Part of me knows that it wasn’t my fault, but that’s because I am not fucking evil. I don’t sacrifice blood to get what I want. I sit back and I have realized recently that in every single universe ever written about, there has always been that “Vampire” character leeching from the shadows. Often unseen and unspoken about but always there.

Trump is that fucking vampire.

I don’t think I am alone when I say that out loud. I don’t thing I am wrong when I write it to the page as sad as it is to say, the President of the United States of America is an unmitigated absolute fucking fraud and failure.

For the rest of time he will be known as the President who let people die and suffer so that they could protect the economy over human lives. That is the legacy he is leaving behind, and that legacy is going to infect the blood of millions just like that who shall not be named.

This virus is killing people, and it doesn’t care about the colour of your skin or how much money is in your wallet. A nurse in Italy killed herself recently because she was afraid to pass it on because she thought she might have it. She wasn’t even sure and she sacrificed herself for the sake of others. That’s powerful light majick in the world of the Craft, it’s a genuine gift and it’s a horrible gift because it took the life of an innocent for ….what?

Sure if she had it she might have passed it along, but she’d still be here, if she were alive today…but she’s not. And we’re never going to know what her destiny might have been if she’d been protected from this virus at the start instead of three months into a global fucking pandemic.

I am tired. I am tired of Donald Trump’s lies, I am tired of his passionate inability to be the leader the world needs and I am tired of hearing every single day that around the world more people have been killed by a virus that was fucking preventable.

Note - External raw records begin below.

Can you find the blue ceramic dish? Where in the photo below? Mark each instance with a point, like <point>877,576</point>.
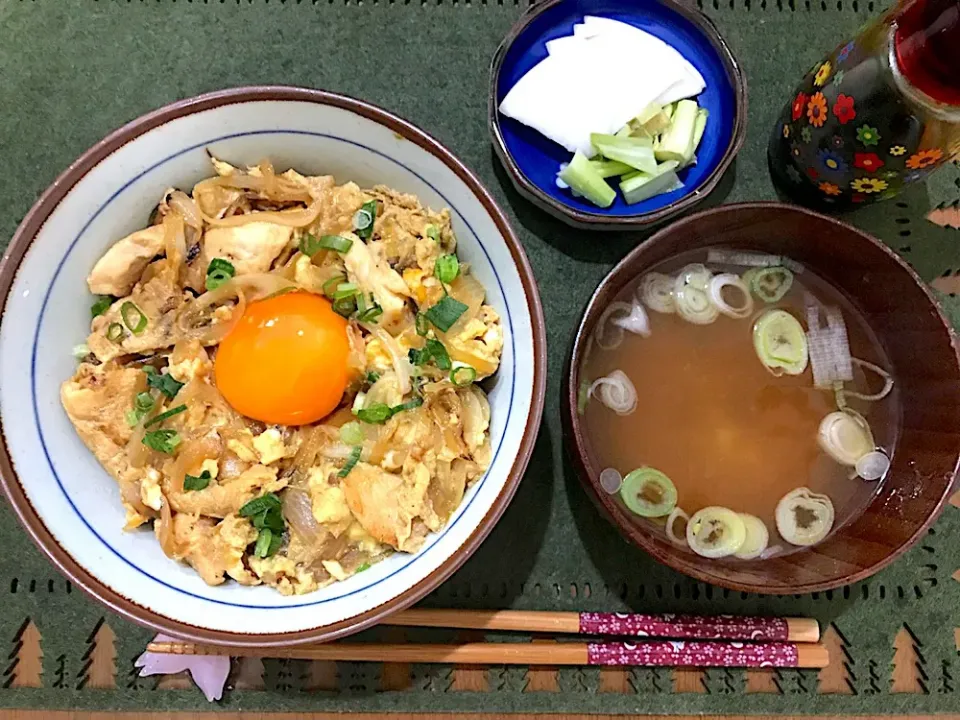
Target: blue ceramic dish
<point>532,161</point>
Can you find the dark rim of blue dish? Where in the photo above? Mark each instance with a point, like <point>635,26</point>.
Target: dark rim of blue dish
<point>600,221</point>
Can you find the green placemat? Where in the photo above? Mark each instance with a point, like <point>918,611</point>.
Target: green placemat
<point>72,70</point>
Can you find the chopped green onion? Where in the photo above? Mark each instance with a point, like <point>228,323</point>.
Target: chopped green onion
<point>345,290</point>
<point>197,482</point>
<point>447,268</point>
<point>218,272</point>
<point>351,433</point>
<point>264,541</point>
<point>445,313</point>
<point>370,314</point>
<point>433,350</point>
<point>133,318</point>
<point>330,286</point>
<point>259,505</point>
<point>463,375</point>
<point>351,461</point>
<point>345,307</point>
<point>371,209</point>
<point>164,441</point>
<point>362,219</point>
<point>115,332</point>
<point>101,305</point>
<point>420,323</point>
<point>376,414</point>
<point>311,245</point>
<point>163,382</point>
<point>165,415</point>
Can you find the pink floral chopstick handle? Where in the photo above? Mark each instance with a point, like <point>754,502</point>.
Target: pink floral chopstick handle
<point>693,653</point>
<point>716,627</point>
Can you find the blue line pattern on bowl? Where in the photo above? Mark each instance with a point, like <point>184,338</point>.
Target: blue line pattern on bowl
<point>33,375</point>
<point>539,159</point>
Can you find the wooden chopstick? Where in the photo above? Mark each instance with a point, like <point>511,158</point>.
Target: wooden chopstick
<point>665,653</point>
<point>717,627</point>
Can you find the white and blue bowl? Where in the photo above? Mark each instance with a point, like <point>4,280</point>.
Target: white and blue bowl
<point>68,503</point>
<point>532,161</point>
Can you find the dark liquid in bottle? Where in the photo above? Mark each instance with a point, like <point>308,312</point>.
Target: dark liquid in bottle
<point>856,129</point>
<point>927,43</point>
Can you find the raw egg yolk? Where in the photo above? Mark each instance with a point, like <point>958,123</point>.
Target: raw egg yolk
<point>285,362</point>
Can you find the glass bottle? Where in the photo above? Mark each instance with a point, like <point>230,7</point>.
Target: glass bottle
<point>880,112</point>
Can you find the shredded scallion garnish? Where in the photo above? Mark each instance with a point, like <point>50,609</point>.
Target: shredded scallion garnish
<point>115,332</point>
<point>218,272</point>
<point>165,415</point>
<point>133,317</point>
<point>447,268</point>
<point>164,441</point>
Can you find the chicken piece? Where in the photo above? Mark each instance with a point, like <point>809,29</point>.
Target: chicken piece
<point>215,549</point>
<point>96,401</point>
<point>189,361</point>
<point>251,247</point>
<point>223,497</point>
<point>388,506</point>
<point>479,344</point>
<point>286,576</point>
<point>372,274</point>
<point>158,298</point>
<point>122,265</point>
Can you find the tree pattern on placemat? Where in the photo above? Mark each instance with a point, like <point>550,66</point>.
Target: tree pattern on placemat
<point>836,677</point>
<point>99,662</point>
<point>908,675</point>
<point>25,667</point>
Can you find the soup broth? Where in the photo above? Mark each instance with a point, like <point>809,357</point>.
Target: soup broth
<point>716,421</point>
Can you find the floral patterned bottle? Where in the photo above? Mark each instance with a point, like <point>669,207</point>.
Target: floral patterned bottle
<point>880,112</point>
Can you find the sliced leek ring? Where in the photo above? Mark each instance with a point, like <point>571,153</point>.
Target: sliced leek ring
<point>845,436</point>
<point>648,493</point>
<point>656,292</point>
<point>715,532</point>
<point>804,517</point>
<point>757,537</point>
<point>780,342</point>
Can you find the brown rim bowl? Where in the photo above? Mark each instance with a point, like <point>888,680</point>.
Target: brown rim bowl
<point>919,341</point>
<point>317,132</point>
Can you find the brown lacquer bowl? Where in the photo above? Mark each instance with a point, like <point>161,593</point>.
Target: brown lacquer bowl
<point>919,342</point>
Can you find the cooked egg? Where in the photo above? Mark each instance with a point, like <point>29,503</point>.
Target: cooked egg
<point>285,362</point>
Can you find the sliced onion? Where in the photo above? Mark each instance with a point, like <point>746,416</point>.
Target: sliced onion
<point>724,280</point>
<point>656,292</point>
<point>636,322</point>
<point>873,465</point>
<point>616,392</point>
<point>609,334</point>
<point>845,436</point>
<point>401,363</point>
<point>887,381</point>
<point>672,518</point>
<point>757,537</point>
<point>715,532</point>
<point>610,481</point>
<point>804,517</point>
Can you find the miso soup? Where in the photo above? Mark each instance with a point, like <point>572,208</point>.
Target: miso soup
<point>738,403</point>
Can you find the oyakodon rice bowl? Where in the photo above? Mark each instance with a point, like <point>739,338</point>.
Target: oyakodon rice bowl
<point>301,367</point>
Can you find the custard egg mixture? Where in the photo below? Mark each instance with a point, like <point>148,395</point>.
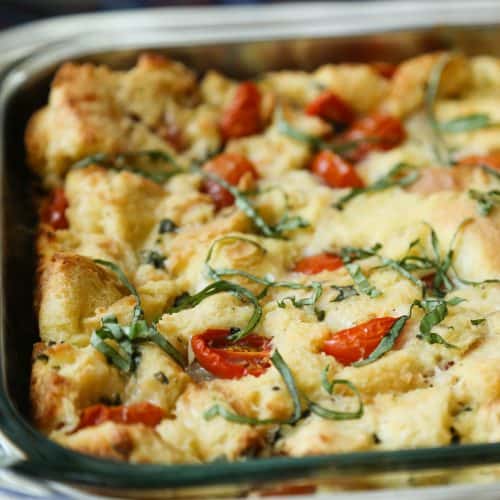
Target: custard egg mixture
<point>300,264</point>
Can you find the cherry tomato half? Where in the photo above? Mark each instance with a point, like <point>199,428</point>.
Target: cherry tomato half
<point>242,116</point>
<point>139,413</point>
<point>358,342</point>
<point>54,213</point>
<point>228,166</point>
<point>491,160</point>
<point>331,107</point>
<point>317,263</point>
<point>249,356</point>
<point>376,132</point>
<point>335,171</point>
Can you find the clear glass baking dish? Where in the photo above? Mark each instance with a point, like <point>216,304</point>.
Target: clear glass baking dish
<point>242,46</point>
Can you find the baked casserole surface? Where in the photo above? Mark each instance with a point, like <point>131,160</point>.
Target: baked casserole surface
<point>305,263</point>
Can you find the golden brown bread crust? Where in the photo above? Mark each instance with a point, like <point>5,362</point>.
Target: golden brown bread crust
<point>412,396</point>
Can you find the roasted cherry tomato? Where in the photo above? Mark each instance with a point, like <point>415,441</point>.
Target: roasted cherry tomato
<point>376,133</point>
<point>317,263</point>
<point>249,356</point>
<point>385,69</point>
<point>139,413</point>
<point>335,171</point>
<point>331,107</point>
<point>228,166</point>
<point>491,160</point>
<point>242,115</point>
<point>54,213</point>
<point>358,342</point>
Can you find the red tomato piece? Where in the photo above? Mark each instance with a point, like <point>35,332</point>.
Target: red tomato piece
<point>331,107</point>
<point>230,167</point>
<point>335,171</point>
<point>242,116</point>
<point>54,213</point>
<point>376,132</point>
<point>491,160</point>
<point>249,356</point>
<point>358,342</point>
<point>139,413</point>
<point>385,69</point>
<point>317,263</point>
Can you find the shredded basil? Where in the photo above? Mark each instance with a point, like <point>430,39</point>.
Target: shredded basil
<point>329,414</point>
<point>486,200</point>
<point>468,123</point>
<point>167,226</point>
<point>161,377</point>
<point>154,258</point>
<point>361,281</point>
<point>349,254</point>
<point>286,375</point>
<point>439,146</point>
<point>246,206</point>
<point>138,314</point>
<point>436,310</point>
<point>402,174</point>
<point>217,274</point>
<point>120,161</point>
<point>345,292</point>
<point>387,342</point>
<point>308,301</point>
<point>222,286</point>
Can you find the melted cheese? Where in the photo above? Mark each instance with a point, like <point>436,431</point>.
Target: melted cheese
<point>412,396</point>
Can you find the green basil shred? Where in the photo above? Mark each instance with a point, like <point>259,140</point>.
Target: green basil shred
<point>436,310</point>
<point>122,161</point>
<point>486,200</point>
<point>387,342</point>
<point>216,274</point>
<point>401,175</point>
<point>330,414</point>
<point>283,369</point>
<point>468,123</point>
<point>439,145</point>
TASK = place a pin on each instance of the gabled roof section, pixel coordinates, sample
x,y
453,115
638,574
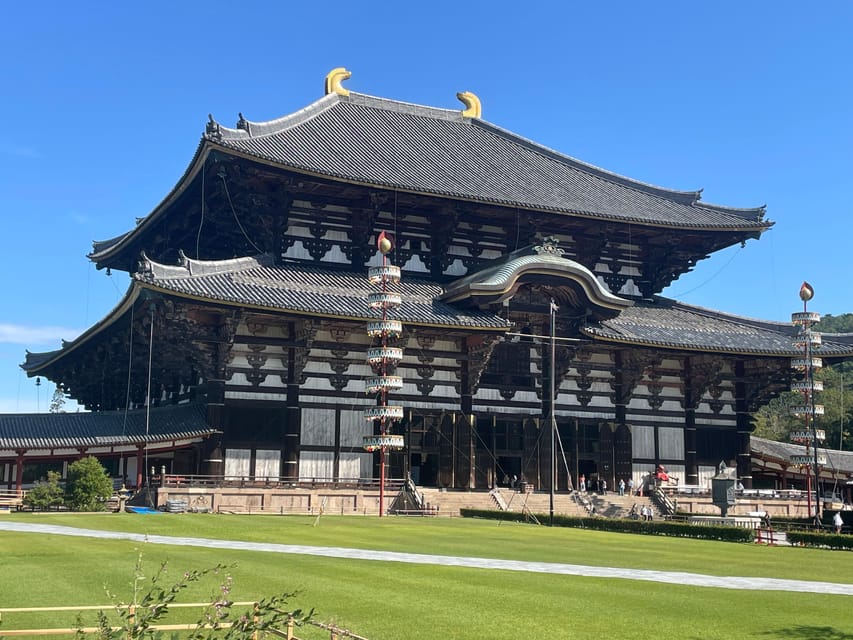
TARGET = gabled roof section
x,y
401,146
256,282
397,145
542,263
63,430
666,323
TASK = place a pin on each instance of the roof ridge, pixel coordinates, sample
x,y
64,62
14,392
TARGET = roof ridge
x,y
151,269
257,129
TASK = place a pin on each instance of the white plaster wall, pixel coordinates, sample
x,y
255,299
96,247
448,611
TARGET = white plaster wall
x,y
316,465
318,427
356,465
267,464
671,443
642,442
353,429
238,463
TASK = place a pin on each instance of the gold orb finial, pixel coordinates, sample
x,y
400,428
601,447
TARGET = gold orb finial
x,y
334,79
473,109
384,244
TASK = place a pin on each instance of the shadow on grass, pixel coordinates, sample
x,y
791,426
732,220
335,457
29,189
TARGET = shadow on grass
x,y
810,633
802,632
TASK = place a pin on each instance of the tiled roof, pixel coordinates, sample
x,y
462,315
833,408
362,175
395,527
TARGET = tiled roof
x,y
63,430
501,278
671,324
396,145
841,461
310,291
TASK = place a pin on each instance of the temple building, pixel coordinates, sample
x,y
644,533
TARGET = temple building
x,y
535,340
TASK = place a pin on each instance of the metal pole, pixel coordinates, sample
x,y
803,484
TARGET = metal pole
x,y
812,416
553,413
841,429
152,309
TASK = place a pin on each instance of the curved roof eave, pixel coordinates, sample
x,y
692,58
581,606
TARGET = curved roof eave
x,y
36,362
503,280
752,229
676,326
218,137
104,249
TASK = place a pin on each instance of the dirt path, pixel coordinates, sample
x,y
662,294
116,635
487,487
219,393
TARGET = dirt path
x,y
670,577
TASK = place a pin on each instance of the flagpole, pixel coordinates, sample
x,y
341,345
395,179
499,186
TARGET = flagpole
x,y
554,308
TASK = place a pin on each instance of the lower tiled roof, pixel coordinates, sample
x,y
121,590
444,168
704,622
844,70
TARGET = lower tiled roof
x,y
84,429
840,461
310,291
670,324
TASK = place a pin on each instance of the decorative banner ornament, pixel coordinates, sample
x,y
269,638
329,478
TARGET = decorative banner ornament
x,y
384,243
807,341
383,359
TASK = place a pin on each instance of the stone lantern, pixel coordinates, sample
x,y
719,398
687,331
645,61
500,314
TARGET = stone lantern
x,y
723,488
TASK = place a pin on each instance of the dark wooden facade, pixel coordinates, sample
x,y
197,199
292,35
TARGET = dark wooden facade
x,y
253,271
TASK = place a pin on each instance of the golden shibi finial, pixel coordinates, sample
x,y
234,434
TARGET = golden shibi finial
x,y
472,105
384,243
334,79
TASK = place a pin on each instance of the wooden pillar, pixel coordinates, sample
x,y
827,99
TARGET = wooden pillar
x,y
140,466
744,426
691,466
293,415
19,471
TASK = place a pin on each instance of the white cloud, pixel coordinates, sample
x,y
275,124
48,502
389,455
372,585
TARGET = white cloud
x,y
20,334
37,403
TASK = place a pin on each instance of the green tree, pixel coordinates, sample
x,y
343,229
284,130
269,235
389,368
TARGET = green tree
x,y
835,324
58,401
774,421
46,494
88,486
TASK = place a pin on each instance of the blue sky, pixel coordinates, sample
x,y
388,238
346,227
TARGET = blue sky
x,y
103,105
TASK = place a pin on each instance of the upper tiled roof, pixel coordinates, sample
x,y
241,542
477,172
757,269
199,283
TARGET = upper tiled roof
x,y
67,430
308,290
671,324
397,145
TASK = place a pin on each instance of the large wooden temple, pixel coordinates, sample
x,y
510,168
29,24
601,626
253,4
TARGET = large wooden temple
x,y
530,299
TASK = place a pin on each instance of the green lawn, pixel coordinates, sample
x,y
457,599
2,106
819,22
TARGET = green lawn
x,y
394,601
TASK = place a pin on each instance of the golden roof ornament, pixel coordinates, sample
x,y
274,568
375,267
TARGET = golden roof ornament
x,y
334,79
550,245
473,109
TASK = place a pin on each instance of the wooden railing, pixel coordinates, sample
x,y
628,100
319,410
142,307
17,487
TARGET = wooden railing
x,y
173,480
335,632
11,499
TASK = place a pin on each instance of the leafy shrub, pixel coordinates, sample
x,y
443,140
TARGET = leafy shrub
x,y
88,486
821,540
149,606
46,494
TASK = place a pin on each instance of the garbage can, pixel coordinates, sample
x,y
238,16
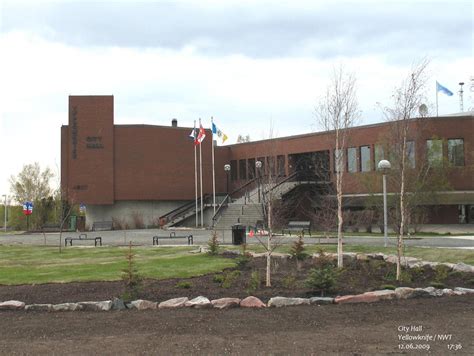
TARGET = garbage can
x,y
238,234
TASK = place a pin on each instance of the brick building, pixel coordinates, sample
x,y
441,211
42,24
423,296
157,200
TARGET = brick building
x,y
146,171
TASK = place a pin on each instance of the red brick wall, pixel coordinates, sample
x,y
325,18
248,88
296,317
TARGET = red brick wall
x,y
89,155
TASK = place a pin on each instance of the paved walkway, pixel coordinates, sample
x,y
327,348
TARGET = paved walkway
x,y
201,237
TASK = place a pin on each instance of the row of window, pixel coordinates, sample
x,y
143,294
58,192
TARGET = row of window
x,y
434,155
246,169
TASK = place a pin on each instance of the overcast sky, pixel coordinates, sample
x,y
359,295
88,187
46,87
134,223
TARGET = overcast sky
x,y
249,64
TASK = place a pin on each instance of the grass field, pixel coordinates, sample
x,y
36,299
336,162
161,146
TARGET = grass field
x,y
36,264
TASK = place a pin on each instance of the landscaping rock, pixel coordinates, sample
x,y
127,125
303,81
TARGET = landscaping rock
x,y
198,303
361,257
384,294
118,304
96,306
376,256
358,298
350,256
433,292
281,255
464,290
67,307
252,302
39,307
449,265
447,292
286,302
321,300
173,303
12,305
429,264
141,304
225,303
368,297
462,267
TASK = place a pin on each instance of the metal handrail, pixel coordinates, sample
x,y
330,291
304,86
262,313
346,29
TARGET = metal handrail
x,y
227,197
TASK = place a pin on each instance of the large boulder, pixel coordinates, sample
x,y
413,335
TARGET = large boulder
x,y
173,303
464,290
12,305
321,300
225,303
368,297
142,304
198,303
39,307
252,302
67,307
286,302
96,306
118,304
462,267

I am tired of Journalists who refuse to stand up to Donald Trump and I am tired of ordinary humans who refuse to do the one thing that they are asked and give up their freedom for the sake of their safety.

It’s clear now what is happening around us and it’s strange that so many people are waking up at the same time to how absolutely downright evil Donald Trump and his “Policies” are for the fucking world.

At the same time.

It’s strange to see a timeline that used to be filled with jokes about celebrities and nerdy comics, sex jokes and music to turn into a timeline filled with angry people who are ready to stand up and fight without a single idea how.

It’s like watching the Women’s movement of 2019 when the Me Too movement first started, I can feel the wave of energy pouring through the people around me as I watch the world slowly begin to burn and it’s fucking terrifying.

Everywhere I go people are in masks, they are yelling at each other for not standing far enough away, not even nicely but actively acting out of an understandable fear in a rather rude way.

People are overwhelmed and frustrated and this fucking fart blossom is telling people that it will be safe to go outside by Easter. No it won’t stay the fuck home until the Doctors who are fighting day and night to save every person on the planet tell us it’s safe and that might fucking be awhile.

Or you can be the selfish prick who licks a bunch of bottles of arm deodorant to try and pass on this violent virus because he thinks it’s funny…and then you can go to jail where you belong a fuck ton more than those who are in prison for selling or buying pot or sex.

Just hours after saying that CNN Reporters are going to push back against the Trump Briefings which have become more like rally’s than press briefings, they are waiting to air it again, because they refuse to stand up to Prince Peach Prick.

Even the Queen of England has gone into fucking self isolation, and granted she has an entire Palace but that’s neither here nor there, the point is she’s doing her part and her son has the virus, so rather than be with him she is choosing to stay away.

People are staying away from family members, they are standing six feet away, they are going out rarely, they are doing their part and there are others who are actively ignoring the advice of doctors for the sake of Donald Trump.

At what point do you realize that Donald Trump is Dangerous for the world? Because I am fucking tired of waiting to find out.